10min_cpu_usage

10min_cpu_usage

OS: Linux & FreeBSD

This alert calculates an average on CPU utilization over a period of 10 minutes, excluding iowait, nice
and steal values.

Note that on FreeBSD, the alert excludes only nice.

The alert is generally self-explanatory, but to clarify any confusion that might exist in the iowait, nice and steal metrics:

iowait is the percentage of time the CPU waits on a disk for an I/O; it happens when the former is getting bottlenecked by the latter. At this point the CPU is being idle, waiting only on the I/O.

nice value of a processor is the time it has spent on running low priority processes. Low priority processes are those with a ‘nice’ value greater than 0 (on UNIX-like systems, a higher ‘nice’ value indicates a lower priority).

steal, in a virtual machine, is the percentage of time that particular virtual CPU has to wait for an available host CPU to run on. If this metric goes up, it means that your VM is not getting the processing power it needs.

Troubleshooting section

Processes slowing down your CPU

There are two primary cases in which this alert is raised, and determining which applies to you requires understanding your own scenario.

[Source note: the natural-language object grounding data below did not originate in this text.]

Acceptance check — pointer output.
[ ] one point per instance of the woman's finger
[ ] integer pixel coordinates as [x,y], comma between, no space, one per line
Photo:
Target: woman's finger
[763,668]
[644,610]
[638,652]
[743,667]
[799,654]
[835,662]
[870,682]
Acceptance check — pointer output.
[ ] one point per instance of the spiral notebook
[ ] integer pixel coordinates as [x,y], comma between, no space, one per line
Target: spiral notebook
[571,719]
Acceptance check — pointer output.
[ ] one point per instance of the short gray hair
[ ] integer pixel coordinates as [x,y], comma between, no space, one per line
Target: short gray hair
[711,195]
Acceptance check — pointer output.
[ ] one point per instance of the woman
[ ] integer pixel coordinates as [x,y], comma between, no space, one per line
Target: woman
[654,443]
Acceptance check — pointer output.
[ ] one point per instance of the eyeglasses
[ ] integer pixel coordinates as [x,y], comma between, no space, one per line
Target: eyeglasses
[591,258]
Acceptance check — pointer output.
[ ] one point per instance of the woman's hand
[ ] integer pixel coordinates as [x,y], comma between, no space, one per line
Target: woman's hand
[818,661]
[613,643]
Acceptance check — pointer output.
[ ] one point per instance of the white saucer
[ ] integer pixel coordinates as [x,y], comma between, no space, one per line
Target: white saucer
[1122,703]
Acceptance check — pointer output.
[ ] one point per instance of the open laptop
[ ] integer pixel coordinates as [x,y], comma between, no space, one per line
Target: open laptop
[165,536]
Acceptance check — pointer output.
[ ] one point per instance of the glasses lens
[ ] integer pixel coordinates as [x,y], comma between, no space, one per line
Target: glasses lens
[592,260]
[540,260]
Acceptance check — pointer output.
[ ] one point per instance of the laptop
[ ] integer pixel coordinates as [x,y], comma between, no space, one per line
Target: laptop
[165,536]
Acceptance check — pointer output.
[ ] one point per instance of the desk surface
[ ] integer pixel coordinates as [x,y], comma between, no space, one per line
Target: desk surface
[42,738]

  • Generally, if you have high CPU utilization alongside a high nice value, it means that the system is running through all the low priority processes, and if some high priority process needs CPU time, it can get it at any time.
  • On the flipside, if you have high CPU utilization with low nice value, this means that the CPU is used on high priority processes and new ones will not be able to take CPU time, and they will have to wait.

The latter scenario is worth investigating if there is a process slowing down your CPU. We suggest you go to your node on Netdata Cloud and click the nice dimension under the Total CPU Utilization chart to see the value. You can then pair it with the value of this alert to see what’s your case of the two described.